Esa voz equivale a la prensa, que no suele ser oída. Aunque Trump es una máquina de mentir, eso no lo convierte en una excepción en una sociedad sometida a las ilusiones de la publicidad, donde afecta al lenguaje popular.
Alguien confiable es “money in the bank”, lo bueno luce “like a million bucks”, la calidad indiscutible es “good as gold” y la eficiencia revela que “time is money”. Paul Theroux recorrió el sur de Estados Unidos para entrevistar a los blancos pobres que se sienten expulsados del sueño americano.
En su libro Deep South documenta la decepción de quienes se consideran al margen de una dinámica donde lo bueno depende del dinero. Para ellos, Trump es un outsider con suficiente poder personal para poner en su sitio a los burócratas de Washington. Multimillonario, ególatra y experto en autopromoción, Trump se convirtió en modelo de éxito. Condenarlo es más fácil que entender el atractivo que despierta para muchos.
En 2016, el New York Times pronosticó el seguro triunfo de Hillary Clinton; por su parte, en la cobertura de la jornada electoral, la cadena CNN anunció una y otra vez que la tendencia que favorecía a Trump sería corregida cuando llegara el voto de la población con estudios universitarios.
Estos medios informaban de sus deseos, no de la realidad. Michiko Kakutani ha escrito un libro sobre el uso social de la mentira: The Death of Truth. Al inicio de su alegato retoma una información del Washington Post: en su primer año de gobierno, Trump dijo 2 mi 140 mentiras, casi seis al día. Kakutani recuerda que, en Los orígenes del totalitarismo, Hannah Arendt señala que lo que vuelve fanática a la gente no es tanto la convicción ideológica como la imposibilidad de distinguir entre la verdad y la mentira.

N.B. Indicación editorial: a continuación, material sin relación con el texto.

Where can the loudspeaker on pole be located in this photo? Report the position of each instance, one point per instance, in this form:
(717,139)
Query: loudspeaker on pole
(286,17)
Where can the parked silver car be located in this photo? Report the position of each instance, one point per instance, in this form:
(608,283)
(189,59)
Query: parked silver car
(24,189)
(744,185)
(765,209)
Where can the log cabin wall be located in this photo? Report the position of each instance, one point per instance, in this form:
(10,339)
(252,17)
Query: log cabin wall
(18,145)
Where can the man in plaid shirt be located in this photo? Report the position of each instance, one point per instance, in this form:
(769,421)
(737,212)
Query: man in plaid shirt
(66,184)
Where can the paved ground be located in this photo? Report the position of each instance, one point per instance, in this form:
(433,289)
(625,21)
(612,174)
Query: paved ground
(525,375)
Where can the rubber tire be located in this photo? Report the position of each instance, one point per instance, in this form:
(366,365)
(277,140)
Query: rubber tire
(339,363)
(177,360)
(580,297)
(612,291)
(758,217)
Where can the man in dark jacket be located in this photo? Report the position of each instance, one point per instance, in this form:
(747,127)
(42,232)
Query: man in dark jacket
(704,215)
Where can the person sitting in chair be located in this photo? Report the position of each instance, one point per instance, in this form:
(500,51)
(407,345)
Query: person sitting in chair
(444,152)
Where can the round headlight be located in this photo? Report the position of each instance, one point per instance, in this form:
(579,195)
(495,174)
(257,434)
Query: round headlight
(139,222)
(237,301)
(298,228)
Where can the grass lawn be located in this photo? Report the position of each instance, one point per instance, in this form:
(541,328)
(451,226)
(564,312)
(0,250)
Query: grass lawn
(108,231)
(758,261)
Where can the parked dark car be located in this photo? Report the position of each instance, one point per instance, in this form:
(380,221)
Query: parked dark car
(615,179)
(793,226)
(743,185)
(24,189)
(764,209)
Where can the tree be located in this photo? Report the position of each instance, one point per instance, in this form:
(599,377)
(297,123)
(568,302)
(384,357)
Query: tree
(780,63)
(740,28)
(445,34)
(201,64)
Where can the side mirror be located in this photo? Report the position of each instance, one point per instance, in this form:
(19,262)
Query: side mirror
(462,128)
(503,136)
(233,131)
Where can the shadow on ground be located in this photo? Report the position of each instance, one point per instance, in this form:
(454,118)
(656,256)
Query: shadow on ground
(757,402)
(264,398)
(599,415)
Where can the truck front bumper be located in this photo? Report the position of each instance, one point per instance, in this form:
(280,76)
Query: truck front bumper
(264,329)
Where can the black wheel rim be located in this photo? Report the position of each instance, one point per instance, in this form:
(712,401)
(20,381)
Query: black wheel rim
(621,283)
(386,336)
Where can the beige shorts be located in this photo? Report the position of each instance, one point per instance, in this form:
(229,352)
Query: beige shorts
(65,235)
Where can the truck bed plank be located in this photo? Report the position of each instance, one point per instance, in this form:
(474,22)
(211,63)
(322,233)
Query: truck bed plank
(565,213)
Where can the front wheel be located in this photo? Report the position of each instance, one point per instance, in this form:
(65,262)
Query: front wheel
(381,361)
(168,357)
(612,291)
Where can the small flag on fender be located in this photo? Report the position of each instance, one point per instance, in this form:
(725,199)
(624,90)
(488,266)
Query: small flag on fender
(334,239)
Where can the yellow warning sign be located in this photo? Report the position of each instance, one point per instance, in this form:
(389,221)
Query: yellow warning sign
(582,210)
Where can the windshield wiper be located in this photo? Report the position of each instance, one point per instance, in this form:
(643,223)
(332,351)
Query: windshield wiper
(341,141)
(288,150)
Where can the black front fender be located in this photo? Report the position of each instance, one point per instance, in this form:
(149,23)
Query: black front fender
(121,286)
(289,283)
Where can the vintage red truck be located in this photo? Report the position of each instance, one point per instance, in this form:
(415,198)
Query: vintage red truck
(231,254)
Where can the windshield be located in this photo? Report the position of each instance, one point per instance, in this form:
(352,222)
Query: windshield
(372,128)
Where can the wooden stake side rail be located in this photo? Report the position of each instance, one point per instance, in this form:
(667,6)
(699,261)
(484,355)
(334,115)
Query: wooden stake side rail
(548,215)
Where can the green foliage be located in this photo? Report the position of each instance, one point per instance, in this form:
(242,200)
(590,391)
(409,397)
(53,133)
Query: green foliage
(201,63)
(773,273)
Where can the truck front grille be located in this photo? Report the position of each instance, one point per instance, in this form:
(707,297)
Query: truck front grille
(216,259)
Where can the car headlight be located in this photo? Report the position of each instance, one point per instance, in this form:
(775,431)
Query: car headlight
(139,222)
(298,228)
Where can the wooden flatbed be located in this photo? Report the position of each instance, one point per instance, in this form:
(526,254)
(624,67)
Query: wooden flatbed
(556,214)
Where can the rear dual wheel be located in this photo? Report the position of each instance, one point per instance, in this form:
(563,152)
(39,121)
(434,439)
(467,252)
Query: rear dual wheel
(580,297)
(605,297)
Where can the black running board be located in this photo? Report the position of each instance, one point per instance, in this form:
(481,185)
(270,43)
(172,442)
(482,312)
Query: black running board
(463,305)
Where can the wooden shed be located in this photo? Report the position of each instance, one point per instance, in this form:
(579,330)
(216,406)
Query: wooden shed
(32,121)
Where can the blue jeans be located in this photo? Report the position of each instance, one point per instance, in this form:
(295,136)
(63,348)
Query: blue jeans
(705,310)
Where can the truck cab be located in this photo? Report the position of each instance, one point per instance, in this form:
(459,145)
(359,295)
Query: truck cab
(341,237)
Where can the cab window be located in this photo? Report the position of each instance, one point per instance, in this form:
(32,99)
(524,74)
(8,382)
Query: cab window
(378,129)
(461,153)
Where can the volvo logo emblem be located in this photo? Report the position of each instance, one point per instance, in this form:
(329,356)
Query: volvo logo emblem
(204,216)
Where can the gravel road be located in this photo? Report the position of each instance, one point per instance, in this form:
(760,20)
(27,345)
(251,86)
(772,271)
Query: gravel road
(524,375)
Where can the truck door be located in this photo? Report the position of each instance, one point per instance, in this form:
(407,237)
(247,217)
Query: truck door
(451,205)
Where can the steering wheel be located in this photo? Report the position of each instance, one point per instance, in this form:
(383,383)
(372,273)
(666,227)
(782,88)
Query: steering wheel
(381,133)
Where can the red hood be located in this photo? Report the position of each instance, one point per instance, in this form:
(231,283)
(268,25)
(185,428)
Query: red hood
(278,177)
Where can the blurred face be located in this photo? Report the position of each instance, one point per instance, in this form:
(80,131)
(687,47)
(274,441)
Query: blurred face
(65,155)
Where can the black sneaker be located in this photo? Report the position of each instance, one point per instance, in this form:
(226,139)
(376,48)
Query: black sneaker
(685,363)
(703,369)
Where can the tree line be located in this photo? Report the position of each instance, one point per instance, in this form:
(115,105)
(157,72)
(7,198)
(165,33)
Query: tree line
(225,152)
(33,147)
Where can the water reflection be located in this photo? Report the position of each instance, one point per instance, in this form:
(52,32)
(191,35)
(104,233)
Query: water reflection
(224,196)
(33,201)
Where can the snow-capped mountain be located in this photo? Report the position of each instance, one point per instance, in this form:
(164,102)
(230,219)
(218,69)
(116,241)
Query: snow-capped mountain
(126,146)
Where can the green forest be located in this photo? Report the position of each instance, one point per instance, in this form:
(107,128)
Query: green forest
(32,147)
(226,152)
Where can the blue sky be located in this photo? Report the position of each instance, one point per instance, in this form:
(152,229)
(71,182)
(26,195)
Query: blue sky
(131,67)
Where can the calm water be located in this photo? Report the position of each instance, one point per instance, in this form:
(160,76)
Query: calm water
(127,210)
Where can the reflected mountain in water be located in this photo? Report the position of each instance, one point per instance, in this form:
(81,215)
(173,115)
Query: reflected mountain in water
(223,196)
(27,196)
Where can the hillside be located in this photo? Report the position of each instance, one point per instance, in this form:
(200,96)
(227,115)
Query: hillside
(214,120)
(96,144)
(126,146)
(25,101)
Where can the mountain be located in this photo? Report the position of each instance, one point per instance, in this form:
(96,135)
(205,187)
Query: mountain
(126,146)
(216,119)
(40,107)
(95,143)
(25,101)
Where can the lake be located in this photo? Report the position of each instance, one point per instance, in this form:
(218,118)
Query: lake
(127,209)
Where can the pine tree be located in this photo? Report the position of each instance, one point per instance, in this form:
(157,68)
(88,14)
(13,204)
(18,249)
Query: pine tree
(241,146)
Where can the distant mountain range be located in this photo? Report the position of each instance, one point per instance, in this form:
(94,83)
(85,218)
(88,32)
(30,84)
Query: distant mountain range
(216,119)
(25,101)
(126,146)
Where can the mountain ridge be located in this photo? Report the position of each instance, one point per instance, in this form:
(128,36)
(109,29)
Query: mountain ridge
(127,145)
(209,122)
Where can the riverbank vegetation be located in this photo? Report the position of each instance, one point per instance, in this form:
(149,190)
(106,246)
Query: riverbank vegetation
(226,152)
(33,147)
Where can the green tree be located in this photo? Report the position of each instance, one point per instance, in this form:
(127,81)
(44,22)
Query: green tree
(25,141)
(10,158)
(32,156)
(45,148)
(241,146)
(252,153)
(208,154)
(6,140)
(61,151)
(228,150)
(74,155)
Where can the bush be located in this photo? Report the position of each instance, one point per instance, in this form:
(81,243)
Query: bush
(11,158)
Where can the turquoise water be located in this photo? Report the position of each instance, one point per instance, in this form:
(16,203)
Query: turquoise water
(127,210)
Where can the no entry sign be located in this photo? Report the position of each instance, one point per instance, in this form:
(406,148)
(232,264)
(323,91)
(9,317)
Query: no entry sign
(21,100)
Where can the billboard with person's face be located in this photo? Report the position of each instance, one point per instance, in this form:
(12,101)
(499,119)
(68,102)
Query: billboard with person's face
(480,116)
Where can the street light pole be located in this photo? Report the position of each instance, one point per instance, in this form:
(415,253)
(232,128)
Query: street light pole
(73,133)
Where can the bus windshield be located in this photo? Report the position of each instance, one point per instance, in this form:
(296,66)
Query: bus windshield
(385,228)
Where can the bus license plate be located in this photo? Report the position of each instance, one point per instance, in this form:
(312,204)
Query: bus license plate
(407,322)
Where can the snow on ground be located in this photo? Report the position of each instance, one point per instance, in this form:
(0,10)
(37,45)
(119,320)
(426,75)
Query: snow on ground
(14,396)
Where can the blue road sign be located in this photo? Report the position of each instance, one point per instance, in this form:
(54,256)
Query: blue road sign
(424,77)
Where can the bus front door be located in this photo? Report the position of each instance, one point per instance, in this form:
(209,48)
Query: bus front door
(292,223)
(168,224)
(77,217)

Es grave que Trump mienta sobre cualquier tema, del calentamiento global a su desempeño en el golf; sin embargo, para entender su impacto hay que estudiar a una sociedad donde la verdad no es prioritaria.
En el documental El dilema de las redes sociales, producido por Netflix, varios pioneros de la economía digital expresan su desencanto ante el fenómeno que contribuyeron a desatar.
Uno de ellos señala que, de acuerdo con un estudio del MIT, las mentiras se propagan en internet seis veces más que las verdades. Rusia intervino con sutil destreza en las elecciones estadunidenses de 2016, creando miles de cuentas digitales para dividir al país con consignas y acciones opuestas.
Unos mensajes llamaban a luchar contra los afroamericanos y otros llamaban a defenderlos. Los estrategas del Kremlin sabían que el enfrentamiento y la polarización beneficiarían al candidato más ajeno a la tolerancia y a la conciliación: Donald Trump.
El Partido Demócrata tuvo cuatro años para aquilatar estas lecciones. No lo hizo y eligió al más aburrido representante de un sistema caduco. Solo el virus llegó en ayuda de Joe Biden.
Enemigo de la ciencia, Trump enfrentó a la pandemia de la peor manera. Si pierde, no será, como pronosticaron precipitados analistas, por su desconocimiento de la política, sino de la biología.
Darwin vuelve a tener razón: las urnas pondrán a prueba la evolución de la especie.